The NFL’s seeming new position does not appear to be reflected in recent statements by well-known owners of NFL teams. Jerry Jones, the owner of the Dallas Cowboys, said he is not convinced that medical and scientific research have established a link between football and brain disease. Jones claims a lack of data and research.
Jim Irsay, the Indianapolis Colts owner, compared the dangers of playing football to the risks associated with taking aspirin. Irsay was quoted:
“I believe this: that the game has always been a risk. Look at it. You take an aspirin, I take an aspirin, it might give you extreme side effects of illness and your body…may reject it, where I would be fine. So there is so much we don’t know.”
On March 28, speaking to the media at the NFL owners’ annual meeting, Irsay went on to say, “Obviously, we are not going to go to a situation where we put players in almost balloon-like equipment, where it becomes a pillow fight, so to speak.”

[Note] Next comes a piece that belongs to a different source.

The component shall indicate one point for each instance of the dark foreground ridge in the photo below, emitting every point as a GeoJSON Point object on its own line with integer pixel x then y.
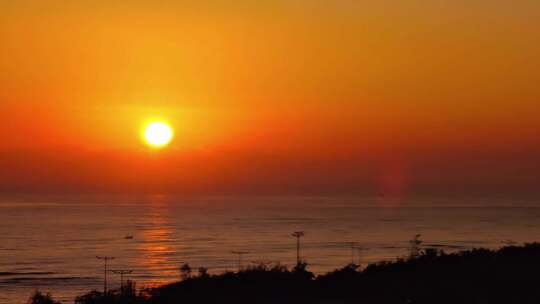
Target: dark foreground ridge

Around the same time on March 24, the New York Times published an important story that showed the NFL’s concussion research was far more flawed than had been previously known. The Times showed that research done from 1996 through 2001 omitted more than 100 diagnosed concussions and calculated the rates of concussions using incomplete data. The NFL made concussions appear less frequent than they actually were.

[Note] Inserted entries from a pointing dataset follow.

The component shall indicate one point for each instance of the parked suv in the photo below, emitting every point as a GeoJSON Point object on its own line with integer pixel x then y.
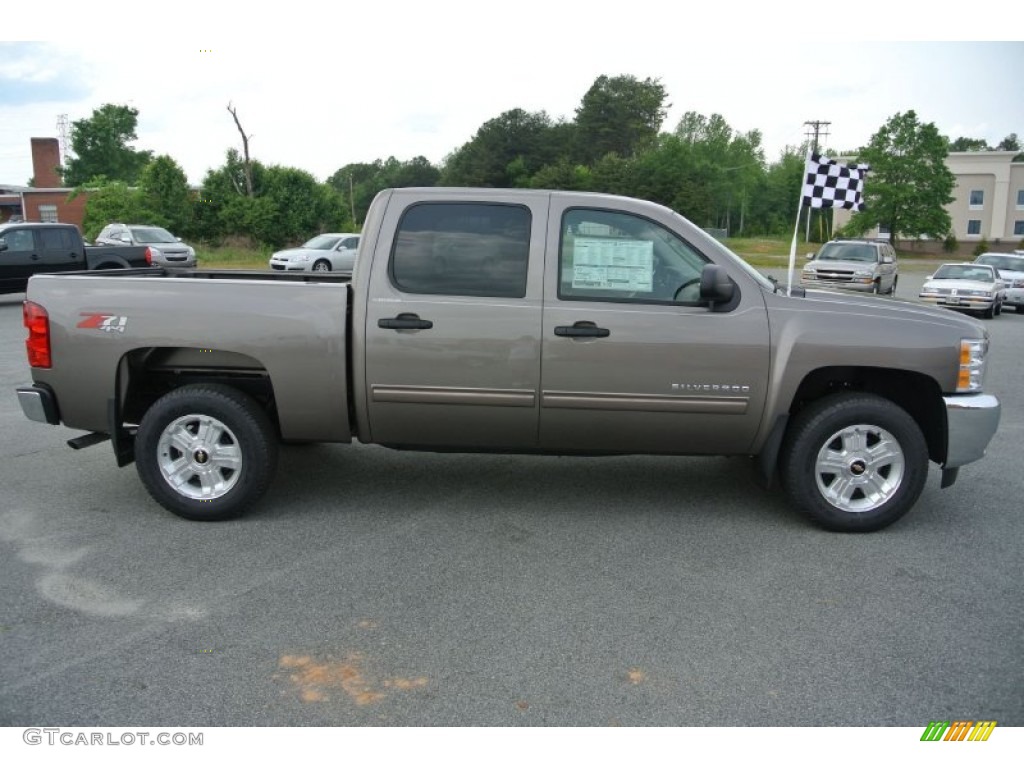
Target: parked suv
{"type": "Point", "coordinates": [854, 264]}
{"type": "Point", "coordinates": [167, 250]}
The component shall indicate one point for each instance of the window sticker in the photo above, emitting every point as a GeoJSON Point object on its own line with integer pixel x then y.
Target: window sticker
{"type": "Point", "coordinates": [600, 264]}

The Times also found out that along with teams failing to report all of their players’ concussions, some teams completely failed to report any concussions. The Times’ article cites the Dallas Cowboys as an example. It also goes on to cite overlapping and intersecting interests between the NFL and tobacco companies. The two businesses shared lobbyists, lawyers, and consultants.
Given the contradictory statements from the NFL and its owners, it is hard to know if they have, in fact, evolved. For years the NFL used their resources to push the message that concussions were a non-issue. They cherry picked data, elevated flawed research and attacked scientists opposed to their party line. At this point, it is hard to believe any change of heart is sincere.

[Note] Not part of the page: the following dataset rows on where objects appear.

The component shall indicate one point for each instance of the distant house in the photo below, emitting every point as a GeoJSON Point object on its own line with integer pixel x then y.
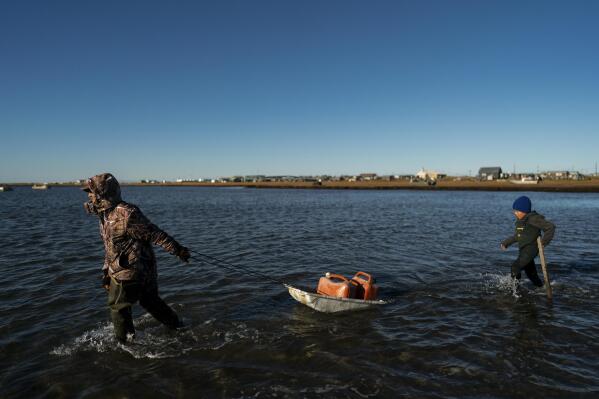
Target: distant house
{"type": "Point", "coordinates": [367, 176]}
{"type": "Point", "coordinates": [429, 175]}
{"type": "Point", "coordinates": [489, 173]}
{"type": "Point", "coordinates": [563, 175]}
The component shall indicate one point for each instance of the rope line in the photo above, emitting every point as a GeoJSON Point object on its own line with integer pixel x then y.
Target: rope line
{"type": "Point", "coordinates": [211, 260]}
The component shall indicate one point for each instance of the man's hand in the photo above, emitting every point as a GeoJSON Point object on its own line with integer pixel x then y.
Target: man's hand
{"type": "Point", "coordinates": [184, 254]}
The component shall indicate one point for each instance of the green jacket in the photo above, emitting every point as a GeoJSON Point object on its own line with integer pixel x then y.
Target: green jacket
{"type": "Point", "coordinates": [529, 228]}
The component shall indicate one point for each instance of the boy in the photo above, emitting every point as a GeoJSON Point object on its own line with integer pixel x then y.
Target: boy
{"type": "Point", "coordinates": [529, 225]}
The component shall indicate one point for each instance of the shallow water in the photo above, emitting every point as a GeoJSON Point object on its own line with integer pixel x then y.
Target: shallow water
{"type": "Point", "coordinates": [457, 326]}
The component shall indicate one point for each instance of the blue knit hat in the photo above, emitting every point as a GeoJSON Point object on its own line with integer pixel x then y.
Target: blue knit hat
{"type": "Point", "coordinates": [522, 204]}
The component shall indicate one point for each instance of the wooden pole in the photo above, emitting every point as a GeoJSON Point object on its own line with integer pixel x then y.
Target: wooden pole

I believe the NFL is following a path described by authors Naomi Oreskes and Erik M. Conway in their book, Merchants of Doubt. The NFL has been merchandising doubt to mislead the public about the connection between brain injuries and football. It is the same strategy followed by the tobacco companies who for years denied the connection between smoking and lung cancer. As one tobacco executive wrote, “Doubt is our product.”
The NFL can always in a cagey way say it is on the side of science and more research. They can say the science is in its infancy but the science is way more settled than they are acknowledging. Promoting an alleged controversy and doubt-mongering give space for the NFL to continue with minimal disruption and cost. It is actually a formula for inaction and delay.
In honor of Kevin Turner and the other players who have died prematurely, we need to be keeping it real with intellectual honesty. I am not arguing for any ban on football because players can make their own choices about whether they want to play but they should know: football can rob you of critical life capabilities while short-circuiting your life. It is a Faustian bargain.